# Tutorial - Beautiful Soup

### What is Beautiful Soup?

**Beautiful Soup** is a Python package for extracting data from HTML files. Other packages provide more powerful tools, but, since Beautiful Soup is friendlier, most **web scraping** practitioners start there and do not leave Beautiful Soup unless their projects get really complex.

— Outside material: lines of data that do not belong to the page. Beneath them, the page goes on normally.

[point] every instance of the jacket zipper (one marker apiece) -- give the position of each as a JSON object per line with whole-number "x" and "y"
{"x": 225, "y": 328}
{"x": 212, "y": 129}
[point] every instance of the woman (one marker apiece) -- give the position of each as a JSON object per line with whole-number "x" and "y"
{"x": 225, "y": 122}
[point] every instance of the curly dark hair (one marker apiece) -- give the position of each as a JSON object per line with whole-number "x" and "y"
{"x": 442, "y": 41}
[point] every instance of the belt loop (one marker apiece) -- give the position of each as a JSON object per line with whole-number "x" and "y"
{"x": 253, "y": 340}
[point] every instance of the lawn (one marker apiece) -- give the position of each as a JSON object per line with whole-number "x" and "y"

This tutorial covers the very basics of Beautiful Soup using a toy example of HTML code. It is assumed that version 4 of the package is already installed in your computer. If it is not, you can install it by entering `pip install bs4` in the operating system shell (or in the Jupyter console). 

### A toy HTML example

An extremely simple example of a **HTML document** follows. 

    <html>

	<head>
    
        <title>Data Viz</title>
    
    </head>

	<body>

		<div class="course">Data Visualization</div>

		<div class="program">MBA full-time</div>`

		<a class="professor" href="https://www.iese.edu/faculty-research/faculty/miguel-angel-canela">Miguel Ángel Canela</a>

	</body>

	</html>

You can use Beautiful Soup with any string that contains HTML code. To use the above example, I create a string variable, whose value is the HTML code. Note that I mark the line breaks with the backslash (`\`).

In [15]:
html_str = '<html> \
  <head> \
  <title>Data Viz</title> \
  </head> \
  <body> \
  <div class="course">Data Visualization</div> \
  <div class="program">MBA full-time</div> \
  <a class="professor" \
  href="https://www.iese.edu/faculty-research/faculty/miguel-angel-canela">Miguel Ángel Canela</a> \
  </body> \
  </html>'

In [16]:
html_str

'<html>   <head>   <title>Data Viz</title>   </head>   <body>   <div class="course">Data Visualization</div>   <div class="program">MBA full-time</div>   <a class="professor"   href="https://www.iese.edu/faculty-research/faculty/miguel-angel-canela">Miguel Ángel Canela</a>   </body>   </html>'

### Parsing HTML code

I import the function `BeautifulSoup` as:

In [17]:
from bs4 import BeautifulSoup

This function can parse the string `html_str`, learning the tree structure. To do this, I enter:

In [18]:
soup = BeautifulSoup(html_str, 'html.parser')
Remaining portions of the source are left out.